Miami Metro area marijuana use
Alcohol use Miami Metro Area
  • Prescription drugs: In 2011, controlled prescription drugs, often shortened to CPDs, were estimated by 90 percent of Florida NDTS jurisdictions to be readily and easily accessible to the population.[30] This number dropped to 70 percent in 2013 presumably after the noticeable changes in state legislature.[31] That being said, in 2014 between January and June, there were still over 2,200 deaths from a drug overdose in which a prescription drug was present in the state of Florida.[32] Prescription opioid deaths declined around the state, but Miami-Dade County noticed a 9 percent increase from 2011 to 2013 in prescription opioid deaths up to 190 in total.[33] Prescription opioids include drugs such as Vicodin (hydrocodone), oxycodone (OxyContin), morphine, codeine, methadone, and fentanyl. Substance abuse treatment admissions noting opioid prescription drugs as the primary drug of abuse dropped 40 percent in Miami-Dade County from 2011 to 2013 to a total of 181 admissions.[34]
Prescription drug Abuse in the Miami Metro Area

Another class of prescription drugs causing death from overdoses in Florida in large numbers are benzodiazepines, which include drugs like Xanax (alprazolam), Valium (diazepam), Ativan (lorazepam), and Klonopin (clonazepam).

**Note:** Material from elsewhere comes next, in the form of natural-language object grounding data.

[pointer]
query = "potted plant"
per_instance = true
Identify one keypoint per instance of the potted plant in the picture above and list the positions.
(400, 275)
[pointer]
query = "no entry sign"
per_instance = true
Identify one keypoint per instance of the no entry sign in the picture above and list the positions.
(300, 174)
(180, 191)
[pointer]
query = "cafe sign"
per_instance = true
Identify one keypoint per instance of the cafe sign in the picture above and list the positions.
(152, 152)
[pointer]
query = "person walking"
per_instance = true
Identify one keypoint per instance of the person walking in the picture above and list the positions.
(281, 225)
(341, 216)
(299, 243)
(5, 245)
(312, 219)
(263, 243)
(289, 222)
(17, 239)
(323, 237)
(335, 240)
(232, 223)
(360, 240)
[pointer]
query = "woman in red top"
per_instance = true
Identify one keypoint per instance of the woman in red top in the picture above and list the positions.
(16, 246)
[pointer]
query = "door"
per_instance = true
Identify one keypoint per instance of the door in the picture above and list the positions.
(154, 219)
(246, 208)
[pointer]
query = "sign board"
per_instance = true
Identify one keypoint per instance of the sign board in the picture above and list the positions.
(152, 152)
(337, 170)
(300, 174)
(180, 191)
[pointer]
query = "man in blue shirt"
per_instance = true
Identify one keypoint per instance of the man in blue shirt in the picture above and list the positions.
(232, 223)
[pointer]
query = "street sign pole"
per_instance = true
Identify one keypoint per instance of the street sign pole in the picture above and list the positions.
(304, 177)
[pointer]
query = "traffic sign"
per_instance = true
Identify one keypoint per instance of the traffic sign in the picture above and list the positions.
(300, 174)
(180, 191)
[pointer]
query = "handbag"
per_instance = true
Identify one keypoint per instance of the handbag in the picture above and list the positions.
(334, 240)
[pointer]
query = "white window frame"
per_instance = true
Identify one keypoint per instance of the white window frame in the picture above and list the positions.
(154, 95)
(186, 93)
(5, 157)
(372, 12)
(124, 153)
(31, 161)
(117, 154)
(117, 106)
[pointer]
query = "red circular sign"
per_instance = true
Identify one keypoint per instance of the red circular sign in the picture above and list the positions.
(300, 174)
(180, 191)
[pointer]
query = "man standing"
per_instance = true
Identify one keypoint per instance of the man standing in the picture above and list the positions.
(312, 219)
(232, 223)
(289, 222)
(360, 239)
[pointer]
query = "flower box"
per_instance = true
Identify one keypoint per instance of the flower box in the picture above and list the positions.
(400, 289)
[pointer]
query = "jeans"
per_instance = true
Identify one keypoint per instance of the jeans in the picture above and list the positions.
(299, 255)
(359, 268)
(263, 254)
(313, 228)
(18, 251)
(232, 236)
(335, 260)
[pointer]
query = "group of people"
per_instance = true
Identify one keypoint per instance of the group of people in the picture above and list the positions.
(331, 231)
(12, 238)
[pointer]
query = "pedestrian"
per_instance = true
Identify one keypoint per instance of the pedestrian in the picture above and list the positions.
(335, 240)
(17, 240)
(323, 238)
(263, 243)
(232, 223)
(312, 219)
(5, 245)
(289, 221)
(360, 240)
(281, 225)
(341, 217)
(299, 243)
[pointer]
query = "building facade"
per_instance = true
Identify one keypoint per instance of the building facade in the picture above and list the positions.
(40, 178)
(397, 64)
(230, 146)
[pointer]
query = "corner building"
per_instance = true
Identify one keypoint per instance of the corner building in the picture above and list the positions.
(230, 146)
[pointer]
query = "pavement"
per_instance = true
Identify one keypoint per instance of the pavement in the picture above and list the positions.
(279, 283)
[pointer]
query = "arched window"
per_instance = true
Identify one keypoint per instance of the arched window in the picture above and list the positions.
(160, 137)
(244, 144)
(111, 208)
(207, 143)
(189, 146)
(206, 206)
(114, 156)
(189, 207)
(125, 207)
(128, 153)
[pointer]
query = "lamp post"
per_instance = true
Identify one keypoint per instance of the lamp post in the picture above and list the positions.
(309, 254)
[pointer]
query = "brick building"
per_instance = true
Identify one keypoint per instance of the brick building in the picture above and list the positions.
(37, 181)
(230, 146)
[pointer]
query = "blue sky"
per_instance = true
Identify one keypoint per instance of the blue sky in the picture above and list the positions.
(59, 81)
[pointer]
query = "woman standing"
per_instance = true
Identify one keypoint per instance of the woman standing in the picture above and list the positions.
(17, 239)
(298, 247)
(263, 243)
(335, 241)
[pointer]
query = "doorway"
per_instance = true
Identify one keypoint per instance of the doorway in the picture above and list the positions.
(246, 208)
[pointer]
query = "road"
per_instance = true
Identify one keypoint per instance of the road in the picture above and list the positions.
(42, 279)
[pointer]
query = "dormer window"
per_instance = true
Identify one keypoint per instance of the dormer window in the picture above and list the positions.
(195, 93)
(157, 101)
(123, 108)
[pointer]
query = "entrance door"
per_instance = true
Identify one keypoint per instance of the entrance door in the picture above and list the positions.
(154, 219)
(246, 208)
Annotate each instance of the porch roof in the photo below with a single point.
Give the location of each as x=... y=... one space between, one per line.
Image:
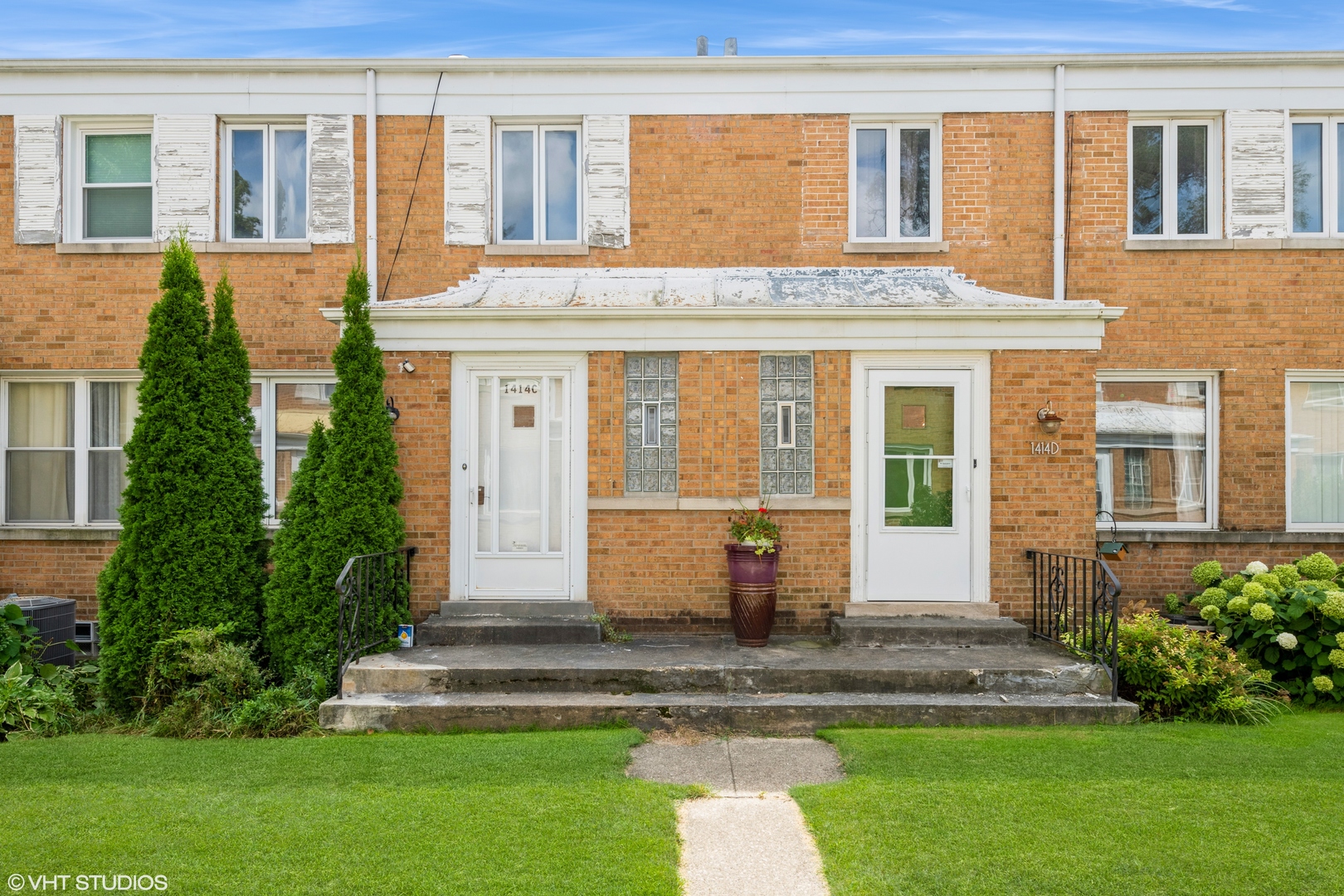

Aside from alcohol, benzodiazepines were one of the most discovered drugs in drug-related overdoses in the first half of 2014 in the state of Florida, with almost 2,000 fatalities – over 500 of which were from alprazolam alone.[35] In 2014, close to 100 people admitted for substance abuse treatment listed benzodiazepines as their primary drug of abuse.[36]

synthetic drugs Miami Metro Area

For the first half of 2013, the National Forensic Laboratory Information System (NFLIS) identified 37 new psychoactive drugs in the drug seizures made in South Florida.[38] These drugs included new formulations of synthetic cathinones (bath salts) and synthetic cannabinoids (fake weed).

The third most seized drug during the first six months of 2013 was another synthetic and designer drug called Molly.[39] Many people may believe that Molly pills are actually pure ecstasy, or MDMA; however, this is actually not the case, as 611 of the Molly drugs seized and analyzed in the first half of 2013 also contained methylone, or 3,4-methylenedioxymethcathinone.[40] Instances of drug reports involving actual MDMA were almost cut in half between January and June of 2013 from that same time in 2012.[41]

Another new synthetic cathinone-type drug resembling bath salts, bursting onto the South Florida streets, is one called flakka, or alpha-PVP. This drug may cause drastic hallucinations, bizarre behavior, and be highly addictive. It may have been a contributor in around 29 deaths in neighboring Broward County in the past year.[42] It may be smoked or “vaped” with e-cigarettes, and most recently a version of flakka may be produced to resemble candy.[43] These drugs are highly unpredictable and have potentially deadly consequences.